In what will probably be my last post of the Olympics (will be spending this weekend at family celebrations, rather than fuming over the marginalisation of some group or other), I want to look at the most marginal of marginal figures.
First off, an admission: I've used Caster Semenya. No, not like that; the above image has been a favourite starting-point of mine for introducing undergraduate classes to ideas about race and gender, usually in a book like Jackie Kay's brilliant novel, Trumpet:
(If you haven't read it, STOP READING THIS BLOGGING RUBBISH RIGHT NOW and go and get hold of a copy. Seriously.)
Semenya seems a lovely, down-to-earth, genuine (to use three fairly interchangeable adjectives) person. Oh, and the favourite for the WOMEN'S 800m. That's right, the women's race. Who cares if she has a bit more testosterone than the average woman? Michael Phelps has significantly bigger feet and lung capacity than the average man, but I don't see anyone accusing him of being part-fish.

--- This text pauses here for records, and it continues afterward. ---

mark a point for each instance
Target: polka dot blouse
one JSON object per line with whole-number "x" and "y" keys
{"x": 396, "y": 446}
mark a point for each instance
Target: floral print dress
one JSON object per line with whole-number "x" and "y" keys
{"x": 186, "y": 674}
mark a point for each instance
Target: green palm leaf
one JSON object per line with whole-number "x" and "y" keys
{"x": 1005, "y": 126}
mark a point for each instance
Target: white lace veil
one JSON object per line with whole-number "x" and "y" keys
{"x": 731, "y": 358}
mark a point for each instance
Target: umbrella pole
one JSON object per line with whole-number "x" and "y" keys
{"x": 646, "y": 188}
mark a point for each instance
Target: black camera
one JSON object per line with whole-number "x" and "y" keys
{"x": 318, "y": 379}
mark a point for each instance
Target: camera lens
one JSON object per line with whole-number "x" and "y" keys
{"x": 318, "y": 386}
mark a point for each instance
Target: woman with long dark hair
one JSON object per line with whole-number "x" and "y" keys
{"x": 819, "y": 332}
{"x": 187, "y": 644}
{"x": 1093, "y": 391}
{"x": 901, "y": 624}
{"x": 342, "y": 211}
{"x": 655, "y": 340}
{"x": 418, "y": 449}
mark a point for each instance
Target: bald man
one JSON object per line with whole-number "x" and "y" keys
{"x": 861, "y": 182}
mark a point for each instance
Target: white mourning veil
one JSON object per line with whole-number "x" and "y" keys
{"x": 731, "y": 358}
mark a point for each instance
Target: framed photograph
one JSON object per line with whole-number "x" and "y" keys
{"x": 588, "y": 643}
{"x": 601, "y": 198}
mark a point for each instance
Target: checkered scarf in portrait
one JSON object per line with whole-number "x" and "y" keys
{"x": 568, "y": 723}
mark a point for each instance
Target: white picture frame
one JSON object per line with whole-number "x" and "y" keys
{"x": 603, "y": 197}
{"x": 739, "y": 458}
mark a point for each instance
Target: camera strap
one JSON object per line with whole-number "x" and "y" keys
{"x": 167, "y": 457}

Which leads me to my point: when people get irate about a perceived unfairness in sport, it's generally racially 'other' individuals who are taken to task. So this isn't a question about Semenya's gender, at all: it's an uneasiness (see Edward Said) rooted in her race.
As one final example, take a look at this Daily Mail article on so-called 'plastic Brits', who switched nationality to join the GB team. Not entirely coincidentally, there's mention of any male, white athletes: all three 'examples' (and they are ridiculous, justifying those inverted commas: both Shana Cox's parents and one of Tiffany Ofill-Porter's are British) are, surprise-surprise, black women. Again, it all comes down to race.